At Christmastime last year, my mind was filled with all the presents I was going to get and the excitement of seeing my long-distance relatives. I was busy making plans with my best friend, Alicia, to go spend whatever money I was going to receive, and calling my crush, Derek, to figure out our plans for winter formal.

I wasn’t worried that anything could happen to any of my other friends. I never thought that I wouldn’t see any of them again.

On Dec. 26, we went to my grandma’s house to eat. I came home and checked the answering machine, hoping that Derek or Alicia had called. Instead, there was a message for my dad from my uncle, who taught at my school. My uncle wanted my dad to call him as soon as he got home.

Like an obedient daughter, I went to give my dad the message. My dad said he had already talked to my uncle and that he had something to tell me. By the look in his eyes, I knew it couldn’t be good. He said that Heather had been in a car accident the night before and she had died that morning.

I started shaking and crying and losing control. Heather, my track buddy, was dead? That wasn’t supposed to happen to her. That wasn’t supposed to happen to me. She was only 15. I am only 16. I have already gone through one friend’s death. It’s not fair for me to go through another one!

Over the next couple of days, I grieved over what I couldn’t change. I had been a snob, saying not very nice things about Heather — the girl who was always there for me, who always smiled and who always gave 110 percent to whatever she did.

I grieved over the fact that I never had a chance to apologize.

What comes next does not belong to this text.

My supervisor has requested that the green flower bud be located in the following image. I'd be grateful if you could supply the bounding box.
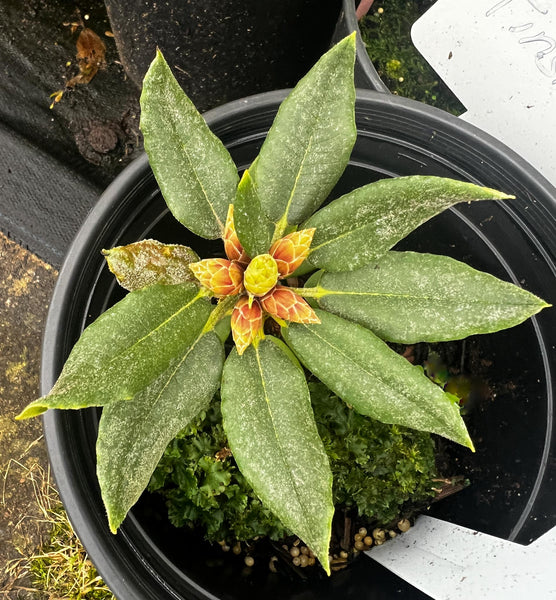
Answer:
[243,254,278,296]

I grieved over the fact that I would never get to be at another track practice or track meet with her. I grieved over the fact that she was gone.

I couldn’t take back anything I had said or done, but I did make the decision never to let that happen again. I know I can’t predict the future or stop other tragedies from happening. I can, however, learn from that experience.

I will never put someone down or talk behind his or her back because it is “convenient.” I will never take any relationship for granted.

I will greet everyone with a smile. I will tell my friends and loved ones what they mean to me when I have the chance. Most important, though, I will take what Heather taught me and apply it to my life: “Never give up.”

No one knows what will happen tomorrow, next week, next month or next year. We should plan for the future, but live as though we might die today.

Please, as the school year winds down, don’t take anything or anyone for granted. Don’t let pride or stubbornness stand in the way of making things right with everyone. Learn from the lessons that others have learned the hard way.